Treatment-naïve patients were also enrolled to the trial. Doses of enasidenib were originally escalated, with the starting dose being 30 mg or 50 mg either daily or twice daily. The maximum-tolerated dose of the agent was not reached at doses up to 650 mg/daily, but the phase 2 dose was identified to be 100 mg once daily. A total of 239 patients were treated in the phase 1/2 trial.
For those with relapsed/refractory disease across all doses of the agent (n = 176), the median age of participants was 67 years and the median number of previous therapies was 2. Eighteen percent of these patients had an ECOG performance status of 2 and 34% had poor-risk cytogenetics.
The objective response rate in the relapsed/refractory group was 40.3% and the median time to first response was 1.9 months; the median DOR with the agent was 5.8 months. Moreover, the time to CR with enasidenib was 3.8 months with an overall CR duration of 8.8 months.

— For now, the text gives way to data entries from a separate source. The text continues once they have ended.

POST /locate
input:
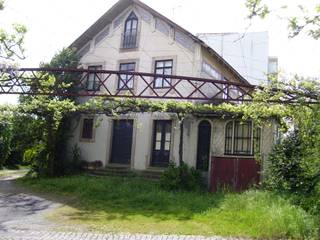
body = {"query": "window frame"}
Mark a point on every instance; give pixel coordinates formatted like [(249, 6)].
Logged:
[(169, 81), (252, 141), (84, 138), (125, 86), (95, 87), (130, 33), (162, 124)]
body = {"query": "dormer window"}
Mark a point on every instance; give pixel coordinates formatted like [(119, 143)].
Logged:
[(130, 35)]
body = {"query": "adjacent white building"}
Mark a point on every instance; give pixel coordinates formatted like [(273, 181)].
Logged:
[(248, 53), (132, 37)]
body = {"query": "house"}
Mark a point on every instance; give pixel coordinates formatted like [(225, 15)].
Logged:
[(247, 52), (132, 37)]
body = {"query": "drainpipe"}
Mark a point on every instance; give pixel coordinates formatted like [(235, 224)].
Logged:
[(181, 142)]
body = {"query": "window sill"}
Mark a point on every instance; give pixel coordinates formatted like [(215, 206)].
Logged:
[(129, 49), (87, 140), (237, 156)]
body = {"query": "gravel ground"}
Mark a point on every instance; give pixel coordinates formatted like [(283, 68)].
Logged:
[(22, 218)]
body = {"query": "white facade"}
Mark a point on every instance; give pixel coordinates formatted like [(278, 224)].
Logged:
[(157, 40), (248, 53)]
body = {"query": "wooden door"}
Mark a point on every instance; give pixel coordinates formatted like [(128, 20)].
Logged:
[(161, 143), (203, 149), (122, 141)]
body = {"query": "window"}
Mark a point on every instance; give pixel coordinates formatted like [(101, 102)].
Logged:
[(163, 67), (241, 138), (225, 88), (130, 34), (93, 83), (161, 143), (126, 80), (87, 129), (210, 70)]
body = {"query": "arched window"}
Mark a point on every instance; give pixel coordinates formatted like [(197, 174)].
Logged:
[(130, 32), (241, 138)]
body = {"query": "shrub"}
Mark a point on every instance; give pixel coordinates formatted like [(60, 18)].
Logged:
[(181, 178), (287, 170), (37, 158), (74, 164)]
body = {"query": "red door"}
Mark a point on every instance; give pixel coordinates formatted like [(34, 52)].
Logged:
[(236, 174)]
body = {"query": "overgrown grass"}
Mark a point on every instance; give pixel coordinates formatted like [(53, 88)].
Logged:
[(12, 171), (135, 205)]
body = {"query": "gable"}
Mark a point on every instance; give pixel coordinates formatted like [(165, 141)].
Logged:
[(115, 17)]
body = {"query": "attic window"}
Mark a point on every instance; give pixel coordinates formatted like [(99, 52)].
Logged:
[(130, 35), (210, 70)]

Additionally, the median OS with the IDH2 inhibitor was 9.3 months. In those who achieved a CR, the median OS was even longer, at 19.7 months. Non-CR responders experienced a median OS of 13.8 months with the agent. Patients who did not achieve a response had a median OS of 7 months.
Following treatment with enasidenib, transfusion independence for red blood cells and platelets was achieved in the majority of patients, at 95.5%; 94.1% of those with a CR achieved independence. The overall red blood cell and platelet transfusion independence rates were 36.3% and 36.4%, respectively.
With regard to safety, the most commonly observed adverse effects included nausea (46%), hyperbilirubinemia (45%), diarrhea (40%), fatigue (40%), decreased appetite (38%), vomiting (32%), and dyspnea (31%). Treatment-related toxicities that were grade 3 or higher included hyperbilirubinemia (12%), thrombocytopenia (6%), and anemia (5%).